Conditions were relatively calm on the Tokyo Stock Exchange, where the benchmark Nikkei 225 closed the day just 0.8 per cent higher at 16,8005.The market turmoil in the US and Europe has had a limited impact on credit conditions in Japan but is likely to make it more difficult for the central bank to proceed with a widely expected increase in interest rates from the current 0.5 per cent later this month, says Nakamoto.
Also on Monday, the Japanese government said second-quarter GDP rose a weaker-than-expected annualised 0.5 per cent in real terms largely due to weak consumer spending. That follows a revised 3.2 per cent increase in the previous quarter.
However, global market instability arising from the US subprime problem is more likely to determine whether or not Japan’s central bank raises rates from 0.5 per cent to 0.75 per cent next week, economists said. The weaker-than-expected GDP “won’t have an impact on the BoJ,” says Hiroshi Shiraishi, economist at Lehman Brothers in Tokyo.
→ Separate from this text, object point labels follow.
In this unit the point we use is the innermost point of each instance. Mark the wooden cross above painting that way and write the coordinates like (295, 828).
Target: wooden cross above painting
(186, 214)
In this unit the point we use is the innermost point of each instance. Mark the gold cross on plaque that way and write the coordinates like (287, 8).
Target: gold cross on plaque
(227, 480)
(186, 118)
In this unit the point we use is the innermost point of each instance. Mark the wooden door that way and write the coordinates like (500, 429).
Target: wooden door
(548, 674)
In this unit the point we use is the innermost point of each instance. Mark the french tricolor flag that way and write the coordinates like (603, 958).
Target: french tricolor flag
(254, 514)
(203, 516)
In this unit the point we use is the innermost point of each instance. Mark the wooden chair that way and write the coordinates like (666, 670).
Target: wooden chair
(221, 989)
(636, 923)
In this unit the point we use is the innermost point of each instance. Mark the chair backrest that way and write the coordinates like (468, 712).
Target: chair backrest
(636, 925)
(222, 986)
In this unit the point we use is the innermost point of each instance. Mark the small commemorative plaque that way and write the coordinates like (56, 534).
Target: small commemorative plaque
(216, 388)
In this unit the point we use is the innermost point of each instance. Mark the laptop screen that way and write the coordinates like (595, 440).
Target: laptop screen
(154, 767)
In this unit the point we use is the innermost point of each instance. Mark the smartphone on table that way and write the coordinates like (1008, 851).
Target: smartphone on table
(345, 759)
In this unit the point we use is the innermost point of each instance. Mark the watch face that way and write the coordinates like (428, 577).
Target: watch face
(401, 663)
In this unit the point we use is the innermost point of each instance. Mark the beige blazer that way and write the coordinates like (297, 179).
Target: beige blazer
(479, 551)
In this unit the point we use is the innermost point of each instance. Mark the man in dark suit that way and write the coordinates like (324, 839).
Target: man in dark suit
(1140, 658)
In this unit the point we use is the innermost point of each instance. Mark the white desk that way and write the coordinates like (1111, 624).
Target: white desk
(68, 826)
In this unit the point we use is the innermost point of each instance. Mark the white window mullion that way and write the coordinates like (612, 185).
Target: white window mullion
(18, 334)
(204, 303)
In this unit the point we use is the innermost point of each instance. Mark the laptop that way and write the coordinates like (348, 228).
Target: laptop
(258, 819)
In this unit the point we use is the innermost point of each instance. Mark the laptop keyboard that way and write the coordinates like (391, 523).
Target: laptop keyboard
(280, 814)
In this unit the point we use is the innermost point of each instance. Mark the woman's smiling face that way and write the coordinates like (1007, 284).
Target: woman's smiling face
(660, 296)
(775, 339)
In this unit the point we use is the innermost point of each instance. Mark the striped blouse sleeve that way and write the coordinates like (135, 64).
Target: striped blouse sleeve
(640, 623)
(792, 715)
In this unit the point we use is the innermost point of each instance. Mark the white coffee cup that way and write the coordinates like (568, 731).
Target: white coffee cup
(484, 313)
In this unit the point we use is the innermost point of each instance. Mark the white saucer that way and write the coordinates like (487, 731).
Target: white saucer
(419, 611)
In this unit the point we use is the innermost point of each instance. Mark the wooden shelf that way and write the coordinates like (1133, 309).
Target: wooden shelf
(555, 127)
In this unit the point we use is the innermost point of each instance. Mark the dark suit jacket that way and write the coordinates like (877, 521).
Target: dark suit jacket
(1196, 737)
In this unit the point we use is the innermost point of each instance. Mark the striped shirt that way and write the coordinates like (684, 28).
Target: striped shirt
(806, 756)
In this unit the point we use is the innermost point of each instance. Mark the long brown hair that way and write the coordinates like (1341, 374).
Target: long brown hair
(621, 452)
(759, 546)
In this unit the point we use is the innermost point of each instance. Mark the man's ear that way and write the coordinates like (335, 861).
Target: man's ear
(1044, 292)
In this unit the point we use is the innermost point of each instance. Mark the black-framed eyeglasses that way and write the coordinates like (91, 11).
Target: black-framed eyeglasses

Bloomberg reports that Bank of Japan governor Toshihiko Fukui has signalled he won’t be deterred by a weak GDP report. The bank expects growth to slow in the second quarter, which would not determine the outcome of the August policy meeting, he said on July 12.
The government, however, cited the 10th straight quarter of GDP growth to say that the ongoing economic recovery was intact.
Meanwhile, export strength and a sharp rise in the income account surplus helped Japan’s current account surplus for the first half of 2007 to hit a half-year record of Y12,470bn, up 31.3 per cent.
The trade surplus was Y4,785bn, up 49 per cent, with exports up 12 per cent at Y38,353bn.
Japanese income from investments in overseas securities and payments by foreign employers in Japan, was up 20 per cent to a record Y8,461bn.